Yes, the invasion is complete, not of zombies, but teenage cell phones. Over 70% of kids 12-17 have cell phones today.
But just as with any powerful tool, cell phones must be used wisely. There are manners rules for adults, but there are specific things to consider in relation to teenage cell phone usage.
So, when discussing cell phone usage with your youngster remember these few extra magic guidelines.
It never hurts to remind them that please and thank you work wonders, even if just texted.
Remind them that cell phones are also recorders, and text messages can end up on Facebook.
What about their ring tone – is it appropriate, or just plain annoying.
If they are talking with their latest ‘bestest’ friend, and a call comes in, remind them that except in emergencies, the person in front of them is the important one.
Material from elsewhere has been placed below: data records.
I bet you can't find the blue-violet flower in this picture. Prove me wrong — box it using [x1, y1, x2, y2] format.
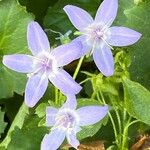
[64, 0, 142, 76]
[3, 21, 82, 107]
[41, 95, 108, 150]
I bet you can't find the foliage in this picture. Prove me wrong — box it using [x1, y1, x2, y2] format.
[0, 0, 150, 150]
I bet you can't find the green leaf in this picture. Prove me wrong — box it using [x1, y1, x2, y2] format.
[35, 103, 47, 118]
[123, 78, 150, 125]
[0, 0, 34, 99]
[7, 116, 48, 150]
[18, 0, 59, 23]
[77, 98, 108, 140]
[116, 0, 150, 89]
[0, 107, 7, 138]
[0, 103, 29, 148]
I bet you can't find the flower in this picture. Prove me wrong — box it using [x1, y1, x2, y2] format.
[41, 95, 108, 150]
[2, 21, 82, 107]
[63, 0, 142, 76]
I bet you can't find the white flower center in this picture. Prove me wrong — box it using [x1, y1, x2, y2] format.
[54, 109, 79, 132]
[28, 51, 58, 77]
[84, 23, 110, 49]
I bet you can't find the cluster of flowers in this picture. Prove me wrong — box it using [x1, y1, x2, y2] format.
[2, 0, 141, 149]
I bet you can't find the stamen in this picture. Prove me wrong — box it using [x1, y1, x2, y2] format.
[100, 36, 114, 50]
[90, 40, 96, 55]
[27, 67, 42, 78]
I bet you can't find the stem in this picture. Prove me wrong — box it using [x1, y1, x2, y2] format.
[97, 91, 119, 147]
[115, 109, 122, 141]
[73, 56, 84, 80]
[121, 118, 139, 150]
[55, 88, 59, 105]
[0, 102, 29, 148]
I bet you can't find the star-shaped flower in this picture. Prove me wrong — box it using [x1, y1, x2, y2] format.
[64, 0, 142, 76]
[2, 21, 82, 107]
[41, 95, 108, 150]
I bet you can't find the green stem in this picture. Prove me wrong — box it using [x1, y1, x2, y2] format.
[97, 91, 119, 147]
[0, 102, 29, 148]
[73, 56, 84, 80]
[121, 118, 139, 150]
[55, 88, 59, 105]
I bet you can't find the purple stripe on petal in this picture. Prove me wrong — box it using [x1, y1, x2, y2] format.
[63, 5, 93, 31]
[107, 26, 142, 46]
[77, 105, 108, 126]
[62, 94, 77, 110]
[93, 44, 114, 76]
[66, 131, 80, 149]
[41, 129, 65, 150]
[46, 107, 58, 127]
[51, 42, 82, 67]
[95, 0, 118, 26]
[25, 73, 48, 107]
[27, 21, 50, 55]
[72, 35, 92, 56]
[3, 54, 34, 73]
[49, 69, 82, 95]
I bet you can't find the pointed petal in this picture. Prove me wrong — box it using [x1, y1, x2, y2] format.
[51, 42, 82, 67]
[25, 73, 48, 107]
[66, 132, 79, 149]
[63, 5, 93, 31]
[41, 129, 65, 150]
[27, 21, 50, 55]
[107, 26, 142, 46]
[93, 44, 114, 76]
[72, 35, 91, 56]
[46, 107, 58, 126]
[3, 54, 34, 73]
[62, 94, 77, 110]
[49, 69, 82, 95]
[77, 105, 108, 126]
[95, 0, 118, 26]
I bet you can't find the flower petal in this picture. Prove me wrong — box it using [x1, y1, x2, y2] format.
[62, 94, 77, 110]
[72, 35, 91, 56]
[93, 44, 114, 76]
[41, 129, 65, 150]
[63, 5, 93, 31]
[46, 107, 58, 127]
[25, 73, 48, 107]
[49, 69, 82, 95]
[95, 0, 118, 26]
[77, 105, 108, 126]
[51, 42, 82, 67]
[27, 21, 50, 55]
[107, 26, 142, 46]
[3, 54, 34, 73]
[66, 131, 80, 149]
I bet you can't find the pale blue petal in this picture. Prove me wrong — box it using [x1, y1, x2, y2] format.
[107, 26, 142, 46]
[63, 5, 93, 31]
[25, 73, 48, 107]
[49, 69, 82, 95]
[3, 54, 34, 73]
[46, 107, 58, 127]
[62, 94, 77, 110]
[93, 44, 114, 76]
[77, 105, 108, 126]
[51, 42, 82, 67]
[95, 0, 118, 26]
[41, 129, 65, 150]
[72, 35, 91, 56]
[66, 131, 79, 149]
[27, 21, 50, 55]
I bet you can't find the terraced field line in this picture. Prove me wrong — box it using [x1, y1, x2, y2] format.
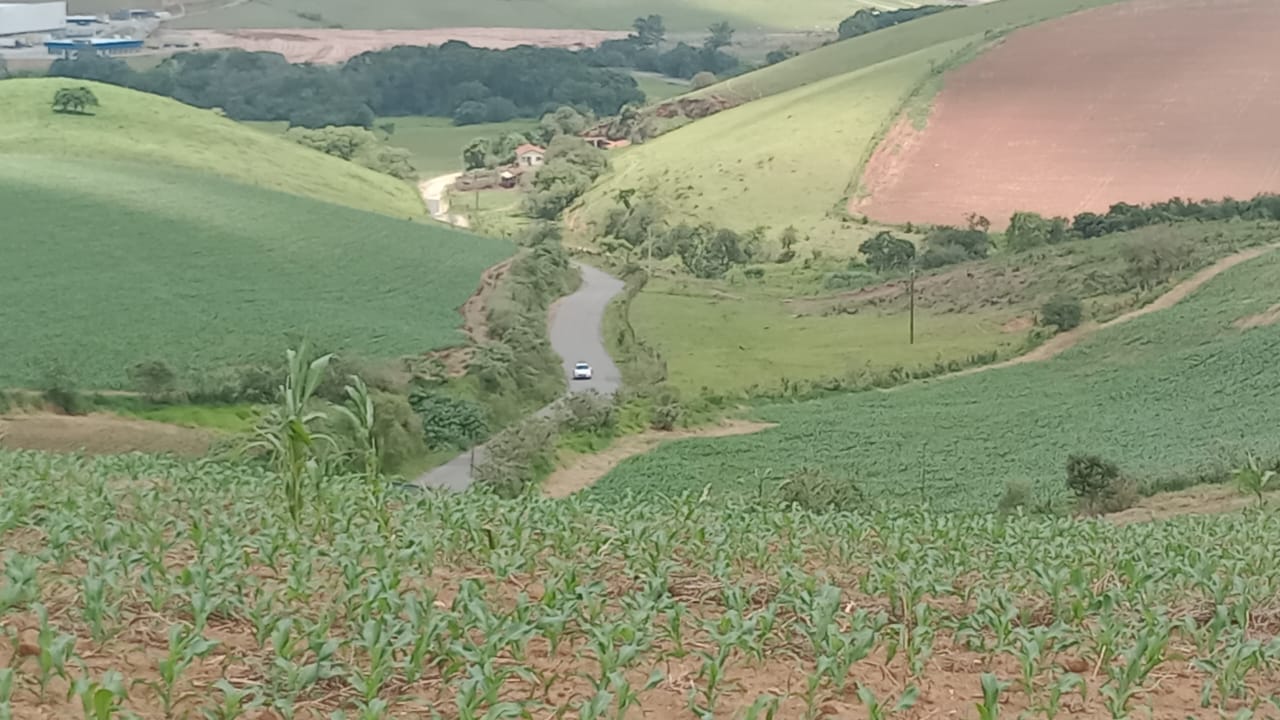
[939, 243, 1280, 380]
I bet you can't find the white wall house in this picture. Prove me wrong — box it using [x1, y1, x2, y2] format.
[0, 2, 67, 37]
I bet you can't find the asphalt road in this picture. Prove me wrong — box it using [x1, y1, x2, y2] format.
[413, 261, 624, 491]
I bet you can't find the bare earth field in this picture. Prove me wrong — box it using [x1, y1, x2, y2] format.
[856, 0, 1280, 228]
[156, 27, 627, 63]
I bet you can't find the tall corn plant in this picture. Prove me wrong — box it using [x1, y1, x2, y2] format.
[332, 375, 389, 535]
[251, 343, 335, 528]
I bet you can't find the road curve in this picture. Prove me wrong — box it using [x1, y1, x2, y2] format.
[413, 261, 625, 491]
[417, 173, 470, 228]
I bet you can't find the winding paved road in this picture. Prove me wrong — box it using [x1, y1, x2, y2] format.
[413, 262, 624, 491]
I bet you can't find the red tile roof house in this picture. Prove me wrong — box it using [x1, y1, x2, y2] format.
[515, 144, 545, 168]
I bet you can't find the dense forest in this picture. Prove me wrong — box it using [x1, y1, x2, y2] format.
[46, 43, 645, 128]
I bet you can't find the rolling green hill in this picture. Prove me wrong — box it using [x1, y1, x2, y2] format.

The same goes for texting while holding a face-to-face conversation.
Most schools will confiscate a cell phone if it rings in class, but it never hurts to reinforce that at home. Cell phones should never be used in classrooms, movie theaters, restaurants or places of respect such as churches and temples, or at events such as weddings and funerals.
It is a time of instant access – remind them not to look things up during a conversation, even if their phone is capable of that, and don’t forget the 10-foot rule- stand 10 feet from the nearest person when talking on the cell phone. We have all heard private conversations we wished we hadn’t.
Facebook tagging is an important one to remember. Even if you don’t tag photos, I bet your kids do. Remind them that when they take a photo with their cell phone and tag someone, they are showing the picture to all his or her Facebook friends. Tell them to always ask permission to tag, or not to tag unless they are clear it’s a picture that a mom or boss could see. Their cell phone is a powerful tool (one they might take for granted) so remind them of its safety value if they get stranded or in trouble. It is a privilege to have a phone not a right. And lastly, remind them that they should always take the call from the person paying the cell phone bill, especially if that is you.